Setiap detik aku selalu bertanya tentang keadilan, entah itu pada orang tuaku, sahabatku, saudaraku, sampai pada Tuhan yang menciptakan ku begini. Aku sebenarnya tidak marah pada takdirku atau “gagu” panggilan ayahku. Aku menangis karena dunia seolah menolak keceriaanku. Orang di sekitarku mungkin merasa biasa memanggilku “gagu” , saat itu aku bisa terima. Sebab, sedikit pun aku tak bisa mengelak dan berusaha menyebutkan kalimat dengan baik seperti orang lain. 

Aku sunggu tidak punya kekuatan untuk mengelak. Saat aku disuruh ke warung, mencuci piring, mengemas rumah. Mereka lupa pada Melanik. Mereka hanya ingat “gagu” ciri khas yang membuatku terkenal di kompek.  Ketika aku melintas di warung kompleks, aku sering menguping pembicaraan mereka. Mereka bercerita tentang kecantikanku namun mereka mengaitkan kecantikanku dengan penyesalan.

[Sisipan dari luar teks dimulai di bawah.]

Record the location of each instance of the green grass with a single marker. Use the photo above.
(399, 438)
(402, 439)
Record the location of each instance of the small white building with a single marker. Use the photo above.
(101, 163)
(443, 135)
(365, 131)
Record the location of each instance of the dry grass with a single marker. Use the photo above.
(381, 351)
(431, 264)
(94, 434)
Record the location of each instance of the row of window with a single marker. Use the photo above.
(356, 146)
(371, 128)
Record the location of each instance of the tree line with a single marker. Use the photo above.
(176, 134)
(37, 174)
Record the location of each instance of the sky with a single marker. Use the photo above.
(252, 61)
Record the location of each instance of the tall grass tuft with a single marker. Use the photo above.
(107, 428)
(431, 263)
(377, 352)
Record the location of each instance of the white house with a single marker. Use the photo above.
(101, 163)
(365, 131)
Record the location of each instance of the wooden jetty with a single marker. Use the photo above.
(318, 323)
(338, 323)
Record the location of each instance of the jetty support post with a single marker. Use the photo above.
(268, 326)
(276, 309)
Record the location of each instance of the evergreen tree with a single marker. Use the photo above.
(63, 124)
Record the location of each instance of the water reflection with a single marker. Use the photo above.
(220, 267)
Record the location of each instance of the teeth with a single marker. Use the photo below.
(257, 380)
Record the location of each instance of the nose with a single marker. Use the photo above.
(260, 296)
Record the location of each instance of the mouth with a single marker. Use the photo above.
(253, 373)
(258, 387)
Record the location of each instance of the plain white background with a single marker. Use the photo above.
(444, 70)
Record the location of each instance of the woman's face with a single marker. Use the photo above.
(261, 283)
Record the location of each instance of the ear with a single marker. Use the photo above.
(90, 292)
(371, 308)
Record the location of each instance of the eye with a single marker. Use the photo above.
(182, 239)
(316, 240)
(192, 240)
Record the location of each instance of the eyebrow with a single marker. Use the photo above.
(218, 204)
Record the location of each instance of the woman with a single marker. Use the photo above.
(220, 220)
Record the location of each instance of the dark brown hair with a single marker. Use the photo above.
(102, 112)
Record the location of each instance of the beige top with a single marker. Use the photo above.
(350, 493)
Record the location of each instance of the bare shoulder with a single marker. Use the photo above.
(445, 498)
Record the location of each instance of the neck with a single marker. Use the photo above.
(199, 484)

Sayang sekali dia Gagu!” kata mereka padaku.

Terkadang siulan para pria yang melihat fisikku, mereka bersiul kagum. Baru saja aku tersenyum seorang dari mereka berbicara.

“Hei...itu Melanik, dia tu gagu alias gagap!” sambil tertawa.

Serentak darahku terasa deras mengalir.  Langkahku ku ayun keras menghindari suara mereka yang menertawaiku kecang. Dari sudut mataku mengalir air mata doa-doa dan ketidakberdayaanku. Aku harus bersifat iklas walau hatiku sangat meradang pada takdir ku. Cercaan manusia yang tak bersahabat sampai pada kedua orang tuaku. 

“Kenapa Tuhan memberikan kita anak yang gagu?”  Bapak bicara pada ibu.

“Huss...kita harus bersyukur Pak! Kita masih dikaruniai anak!”  kata ibu berbisik.

“Anak gagu? Mana ada yang mau? Sudah gagu bodo! Kita seperti sedang memelihara pembantu saja!”  bapak tampak kesal.

“Bapak!!! Melanik titipan Allah pada kita! Dengan bicara seperti itu sama saja menjelekan ciptaNYA!”  Ibu meneteskan air mata.

“Iya! Bapak tahu! Tapi untuk apa punya anak kalau hanya menjadi perawan tua? Coba lihat anak Merry yang seusiannya! Sudah punya anak! Kita ini sudah tua! Apa kamu tidak mau menimang cucu?”  bapak turut menangis dalam kemarahannya.

Mendengar pembicaraan itu aku tak bisa berbuat apa-apa. Bagaimana caranya aku bisa membuat orang tuaku bahagia. Pernah aku berpikir ingin menjual badanku untuk mendapatkan seorang anak. Tapi, aku takut pada dosa dan nasib anakku yang tidak punya orang tua. Semuannya serba salah, apalagi kehidupan ekonomi keluargaku yang sederhana. Orang tuaku hanya bekerja sebagai pengrajin tikar anyam. Pendapatan harian kami hanya cukup untuk makan dan membeli keperluan rumah tangga.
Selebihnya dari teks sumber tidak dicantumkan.